Entry stage smartphone section declines by 36% within the first half of 2024

Because the wave of premiumisation within the handset area continues to persist, the reasonably priced class for smartphones declined but once more within the first half of the 2024 calendar 12 months. Based on a report by IDC analysis, the entry-level section for smartphones (sub $100) in India skilled a powerful decline of 36 per cent year-on-year to a complete of 14 per cent total market share in India. Throughout the identical interval final 12 months, the sub $100 smartphone class had a 22 per cent market share. 

  • Additionally learn: Smartphones and faster deliveries to drive India’s e-commerce

Consultants imagine that the decline in market share for entry-level telephones is a results of OEMs introducing fewer fashions within the class. 

Based on the IDC report, smartphone shipments to India grew by 7.2 per cent year-on-year to 69 million items within the first half of 2024. Nevertheless, progress in shipments is primarily pushed by the mass price range ($100 to $200) and largely by the mass premium ($200-$400) class.

The entry-level section, however, witnessed a powerful year-on-year decline of 36 per cent to a 14 per cent total market share, down from 22 per cent. This comes even with gamers like JioPhone and Transsion had been supposed to enliven competitiveness within the class. At the moment, in response to the IDC report, Xiaomi continues to dominate the market within the entry-level area adopted by Poco and Realme. 

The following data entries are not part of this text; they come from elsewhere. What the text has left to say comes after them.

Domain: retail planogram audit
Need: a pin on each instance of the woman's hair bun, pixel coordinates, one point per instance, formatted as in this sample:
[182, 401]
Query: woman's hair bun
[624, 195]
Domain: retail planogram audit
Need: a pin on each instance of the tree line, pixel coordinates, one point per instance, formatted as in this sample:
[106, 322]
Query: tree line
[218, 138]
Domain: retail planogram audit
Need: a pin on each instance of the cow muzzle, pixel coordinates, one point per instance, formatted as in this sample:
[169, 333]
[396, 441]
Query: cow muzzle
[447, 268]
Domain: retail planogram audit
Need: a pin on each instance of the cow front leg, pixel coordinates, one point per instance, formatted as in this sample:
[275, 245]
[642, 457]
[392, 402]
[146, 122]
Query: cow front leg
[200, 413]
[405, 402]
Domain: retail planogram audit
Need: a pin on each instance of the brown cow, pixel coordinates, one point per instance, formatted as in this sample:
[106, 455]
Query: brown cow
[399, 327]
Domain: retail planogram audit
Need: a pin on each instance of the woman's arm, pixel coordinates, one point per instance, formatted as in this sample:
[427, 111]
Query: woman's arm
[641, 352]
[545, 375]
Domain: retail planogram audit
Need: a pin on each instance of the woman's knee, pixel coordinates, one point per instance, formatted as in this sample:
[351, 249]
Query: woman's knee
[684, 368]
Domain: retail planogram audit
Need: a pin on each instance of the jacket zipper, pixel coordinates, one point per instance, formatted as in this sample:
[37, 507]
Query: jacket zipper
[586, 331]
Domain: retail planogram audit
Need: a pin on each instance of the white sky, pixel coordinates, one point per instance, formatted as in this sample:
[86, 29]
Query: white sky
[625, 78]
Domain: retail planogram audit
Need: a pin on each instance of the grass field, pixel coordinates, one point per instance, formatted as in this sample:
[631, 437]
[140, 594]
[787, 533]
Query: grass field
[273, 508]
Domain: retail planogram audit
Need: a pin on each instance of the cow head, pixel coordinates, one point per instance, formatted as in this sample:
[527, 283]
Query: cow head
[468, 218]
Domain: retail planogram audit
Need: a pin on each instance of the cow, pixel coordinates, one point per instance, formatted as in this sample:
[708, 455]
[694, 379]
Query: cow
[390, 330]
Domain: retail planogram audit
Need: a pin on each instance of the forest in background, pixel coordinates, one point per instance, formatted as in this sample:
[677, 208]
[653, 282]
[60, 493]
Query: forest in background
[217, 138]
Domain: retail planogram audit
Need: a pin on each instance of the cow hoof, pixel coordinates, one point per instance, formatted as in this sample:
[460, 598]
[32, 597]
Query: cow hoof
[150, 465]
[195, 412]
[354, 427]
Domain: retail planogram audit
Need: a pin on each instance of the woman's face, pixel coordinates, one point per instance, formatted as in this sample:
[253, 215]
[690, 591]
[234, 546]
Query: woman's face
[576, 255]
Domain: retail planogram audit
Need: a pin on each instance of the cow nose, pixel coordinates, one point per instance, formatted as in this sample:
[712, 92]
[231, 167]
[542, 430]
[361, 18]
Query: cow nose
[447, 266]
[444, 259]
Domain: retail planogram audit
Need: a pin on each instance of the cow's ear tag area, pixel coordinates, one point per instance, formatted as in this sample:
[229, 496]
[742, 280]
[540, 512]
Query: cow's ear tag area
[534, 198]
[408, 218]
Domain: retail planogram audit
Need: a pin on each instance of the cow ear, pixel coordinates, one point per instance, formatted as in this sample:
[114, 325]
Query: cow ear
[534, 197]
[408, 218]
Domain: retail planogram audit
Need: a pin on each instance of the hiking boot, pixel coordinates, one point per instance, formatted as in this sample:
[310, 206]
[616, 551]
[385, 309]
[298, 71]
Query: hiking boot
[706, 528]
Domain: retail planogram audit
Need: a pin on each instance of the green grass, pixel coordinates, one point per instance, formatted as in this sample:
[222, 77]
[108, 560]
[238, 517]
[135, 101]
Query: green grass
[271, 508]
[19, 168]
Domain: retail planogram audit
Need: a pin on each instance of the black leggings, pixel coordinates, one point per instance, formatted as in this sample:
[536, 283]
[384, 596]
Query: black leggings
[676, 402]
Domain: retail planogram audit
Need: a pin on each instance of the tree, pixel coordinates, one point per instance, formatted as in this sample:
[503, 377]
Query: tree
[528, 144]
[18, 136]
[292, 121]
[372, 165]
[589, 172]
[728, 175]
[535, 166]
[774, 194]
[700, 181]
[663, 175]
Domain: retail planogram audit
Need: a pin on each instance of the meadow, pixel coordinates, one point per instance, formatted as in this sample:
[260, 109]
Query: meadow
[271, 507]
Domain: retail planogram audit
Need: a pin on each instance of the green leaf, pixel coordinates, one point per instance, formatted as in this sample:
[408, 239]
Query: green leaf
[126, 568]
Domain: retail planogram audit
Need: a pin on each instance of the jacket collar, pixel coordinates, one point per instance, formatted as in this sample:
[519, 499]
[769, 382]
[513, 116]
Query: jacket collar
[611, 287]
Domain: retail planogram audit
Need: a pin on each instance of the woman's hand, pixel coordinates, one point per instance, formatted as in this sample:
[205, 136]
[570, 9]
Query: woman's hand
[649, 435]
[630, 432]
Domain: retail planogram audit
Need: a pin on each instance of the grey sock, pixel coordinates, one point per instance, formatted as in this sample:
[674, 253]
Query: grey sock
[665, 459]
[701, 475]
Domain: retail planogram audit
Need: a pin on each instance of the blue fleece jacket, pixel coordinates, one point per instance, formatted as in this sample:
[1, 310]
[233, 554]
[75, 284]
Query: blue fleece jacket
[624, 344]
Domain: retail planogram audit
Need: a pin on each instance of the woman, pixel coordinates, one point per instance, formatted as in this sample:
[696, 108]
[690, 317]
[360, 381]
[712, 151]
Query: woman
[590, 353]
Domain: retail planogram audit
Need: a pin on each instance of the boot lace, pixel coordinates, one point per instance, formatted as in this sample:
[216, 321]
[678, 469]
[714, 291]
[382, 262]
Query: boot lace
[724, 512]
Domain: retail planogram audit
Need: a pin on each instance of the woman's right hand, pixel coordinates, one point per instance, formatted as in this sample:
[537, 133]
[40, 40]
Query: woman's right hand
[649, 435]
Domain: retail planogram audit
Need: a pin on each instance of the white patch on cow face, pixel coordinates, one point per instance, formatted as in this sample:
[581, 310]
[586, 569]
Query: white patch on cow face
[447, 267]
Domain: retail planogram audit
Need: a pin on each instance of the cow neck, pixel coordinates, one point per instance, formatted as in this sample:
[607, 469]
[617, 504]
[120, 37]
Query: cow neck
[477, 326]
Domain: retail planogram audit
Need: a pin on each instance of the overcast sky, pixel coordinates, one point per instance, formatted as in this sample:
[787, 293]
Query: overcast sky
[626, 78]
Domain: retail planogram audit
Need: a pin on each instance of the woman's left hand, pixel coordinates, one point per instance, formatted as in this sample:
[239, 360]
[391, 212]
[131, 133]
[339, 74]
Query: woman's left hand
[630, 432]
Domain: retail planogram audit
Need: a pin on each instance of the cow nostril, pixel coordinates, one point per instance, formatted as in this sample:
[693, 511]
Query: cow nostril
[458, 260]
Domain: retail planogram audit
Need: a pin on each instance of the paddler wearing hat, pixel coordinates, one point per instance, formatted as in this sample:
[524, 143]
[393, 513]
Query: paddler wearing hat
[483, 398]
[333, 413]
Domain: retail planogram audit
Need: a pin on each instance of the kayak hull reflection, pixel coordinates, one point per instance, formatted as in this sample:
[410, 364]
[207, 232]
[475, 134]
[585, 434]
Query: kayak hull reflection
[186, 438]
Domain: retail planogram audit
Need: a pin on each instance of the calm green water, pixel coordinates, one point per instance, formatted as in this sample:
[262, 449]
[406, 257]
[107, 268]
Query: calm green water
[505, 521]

These numbers are largely in keeping with the broader tendencies which were noticed because the pandemic-induced chip scarcity. Because the buying capability of these within the financial fringes stays weak, and the general chipset provide for entry-level telephones stays poor, smartphone firms are launching fewer fashions within the entry-level class preferring to vie for a share of the premium smartphone market which noticed a significant increase as middle-class Indians and above have begun to purchase dearer handsets. 

Faisal Kawoosa, Chief Analyst at Tech Arc defined, “The decline within the entry-level smartphone section is essentially supply-based. The pandemic-induced chip scarcity induced the worldwide chip market to largely prioritize 5G chipsets (that are dearer) over chipsets for the entry-level class of smartphones. OEMs additionally devoted their focus to this section particularly because the premium or the mass premium section offers them significantly better margins over entry-level telephones.” 

Kawoosa believes that the entry-level smartphone section is anticipated to get better in 2025. “The premium section in India has reached saturation,” Kawoosa defined, “which suggests OEMs must shift their give attention to the entry-level section because it has the headroom to develop,” he stated.

Certainly, in response to the IDC knowledge, “The premium section (US$600<US$800) held a 2 per cent share and declined by 37 per cent in unit phrases within the first half of 2024.”

In July, Qualcomm launched its first 5G chipset within the sub-$99 class, signalling the possible shift in focus for the smartphone business total.